Since December, three of the hospital’s former executives have resigned and were replaced, including chief nursing officer Janae Wright, who moved out of state in June, chief financial officer Janet Perry, who resigned in December, and chief operations officer Corbin Logan, who left in January.
Other top positions such as chief medical officer and chief branding officer — roles formerly maintained by Dr. Lisa Zwerdlinger and Karen Onderdonk respectively — dissolved altogether through mutual agreements.
Former director of nursing Mike Bigley also vacated his position this year and has since been replaced. Additionally, the hospital’s human resources director position, formerly maintained by Pete Reed, is currently open.
SVH CEO Brett Antczak said he feels higher turnover during a pandemic is normal. A lot of the time people leave for personal reasons, like finding a better opportunity elsewhere, he said. For instance, Antczak said Wright left because her partner was offered a better job out of state.
But differences of opinion over scheduling and patient access procedures also factor into turnover rates.
Zwerdlinger, a long-time Lake County physician, announced her resignation as a primary care physician at SVH last week, effective Oct. 31. Zwerdlinger also served as SVH’s chief medical officer until the position was dissolved in April.
Although she intially told the Herald that she would retire from SVH, Zwerdlinger now plans to open her own direct patient care practice in Lake County starting Nov. 1.
During her time as an SVH physician, Zwerdlinger said she could not schedule and care for her patients as she believed they deserved. She’d prefer to see patients whenever they need, whether or not they have an appointment or the ability to pay right away.
“Patients weren’t happy which made me unhappy. So I want to provide another choice in Lake County for access to care.”
Unlike SVH and most regular hospitals, direct primary care practices charge a flat recurring membership fee for patients instead of billing insurance.
“My number one concern is my patients,” Zwerdlinger told the Herald. “Though I felt it was time to resign, I am not leaving Leadville and Lake County.”
This will not be the first private practice that Zwerdlinger has led. Her departure announcement arrives about a year after she merged her Rocky Mountain Family Practice (RMFP) with SVH. Zwerdlinger opened RMFP in 2004 and worked as its primary care physican for 17 years.
“My joy in being a doctor is to take care of the patient when they want to be taken care of and not only when it is convenient for the health care system,” said Zwerdlinger.
Antczak agreed with Zwerdlinger’s sentiment that finances should not be a barrier to healthcare and said patients can reach out to the SVH to apply for resources like Medicaid and reduced fee schedules. Sometimes if someone is treated in the emergency room and it’s not that serious, the hospital will bill them a lower charge.

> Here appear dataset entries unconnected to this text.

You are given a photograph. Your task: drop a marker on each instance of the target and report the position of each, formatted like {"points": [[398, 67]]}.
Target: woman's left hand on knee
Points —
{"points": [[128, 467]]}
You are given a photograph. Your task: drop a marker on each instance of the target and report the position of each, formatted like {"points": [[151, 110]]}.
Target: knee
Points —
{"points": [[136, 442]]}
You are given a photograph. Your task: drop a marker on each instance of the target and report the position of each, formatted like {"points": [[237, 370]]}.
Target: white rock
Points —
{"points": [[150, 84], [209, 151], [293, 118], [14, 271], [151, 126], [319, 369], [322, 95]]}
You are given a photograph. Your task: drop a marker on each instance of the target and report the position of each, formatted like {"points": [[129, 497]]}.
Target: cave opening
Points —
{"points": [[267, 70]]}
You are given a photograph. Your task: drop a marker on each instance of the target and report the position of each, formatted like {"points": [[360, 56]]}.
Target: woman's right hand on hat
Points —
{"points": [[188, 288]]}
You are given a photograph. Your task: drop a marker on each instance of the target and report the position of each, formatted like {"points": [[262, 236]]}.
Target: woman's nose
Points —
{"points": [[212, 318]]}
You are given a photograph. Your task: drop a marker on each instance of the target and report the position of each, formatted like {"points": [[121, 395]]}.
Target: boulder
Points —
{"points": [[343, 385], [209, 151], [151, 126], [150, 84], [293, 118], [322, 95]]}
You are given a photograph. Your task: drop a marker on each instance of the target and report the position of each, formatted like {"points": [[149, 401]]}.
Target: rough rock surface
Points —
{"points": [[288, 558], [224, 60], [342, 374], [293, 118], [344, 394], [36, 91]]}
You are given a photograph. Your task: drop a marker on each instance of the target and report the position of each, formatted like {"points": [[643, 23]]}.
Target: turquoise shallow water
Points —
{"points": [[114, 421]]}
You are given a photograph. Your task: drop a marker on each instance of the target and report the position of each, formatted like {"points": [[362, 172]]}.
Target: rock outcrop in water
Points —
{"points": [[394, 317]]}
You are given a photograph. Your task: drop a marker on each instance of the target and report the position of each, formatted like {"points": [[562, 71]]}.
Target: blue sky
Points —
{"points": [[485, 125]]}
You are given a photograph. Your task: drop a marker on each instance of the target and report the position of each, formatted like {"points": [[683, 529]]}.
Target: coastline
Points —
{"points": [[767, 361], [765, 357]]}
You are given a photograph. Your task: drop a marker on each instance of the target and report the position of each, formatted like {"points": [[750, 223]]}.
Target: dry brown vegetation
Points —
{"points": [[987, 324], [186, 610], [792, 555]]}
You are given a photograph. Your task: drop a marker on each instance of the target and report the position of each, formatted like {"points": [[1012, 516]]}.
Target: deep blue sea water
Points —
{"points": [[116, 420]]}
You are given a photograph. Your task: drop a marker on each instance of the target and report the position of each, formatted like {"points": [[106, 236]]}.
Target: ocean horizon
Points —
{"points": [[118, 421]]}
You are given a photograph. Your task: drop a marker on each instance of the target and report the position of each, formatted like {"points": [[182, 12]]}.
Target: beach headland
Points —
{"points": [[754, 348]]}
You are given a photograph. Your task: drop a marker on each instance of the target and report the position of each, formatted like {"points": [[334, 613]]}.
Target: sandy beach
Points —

To allow Zwerdlinger more time with patients as she desired, Antczak said the hospital dissolved the chief medical officer position and assigned the corresponding duties to the hospital’s chief of staff.
Since taking over as CEO in 2021, Antczak has shown a pattern of dissolving positions and delegating responsibilities to other places. For instance, he said some positions on the senior leadership team were unnecessary and cutting them down to four made things more efficient.
The four current executive positions are maintained by Antczak, chief nursing officer Randy Thompson, who started in June, chief financial officer Allan Scroggins, hired in March, and chief operations officer Kat Fry, who also began in June.
Despite the adjustments, Zwerdlinger still resigned. Antczak said he understands her decision because a private practice would allow her to see patients 24/7 if necessary, whereas SVH Family Health Center is not open all hours.
Some former employees have also expressed concern over SVH’s involvement in too many projects lately, instead of prioritizing basic patient care.
Antczak disagreed with these allegations. Currently, SVH is developing a new behavioral health department, genetic testing laboratory and a pharmacy in Buena Vista.
“Health care, if anything, is one of those areas that is always changing and always progressing,” said Antczak. “As the health care provider here in town, if we’re not continually trying to update, then we’re not really doing our job.”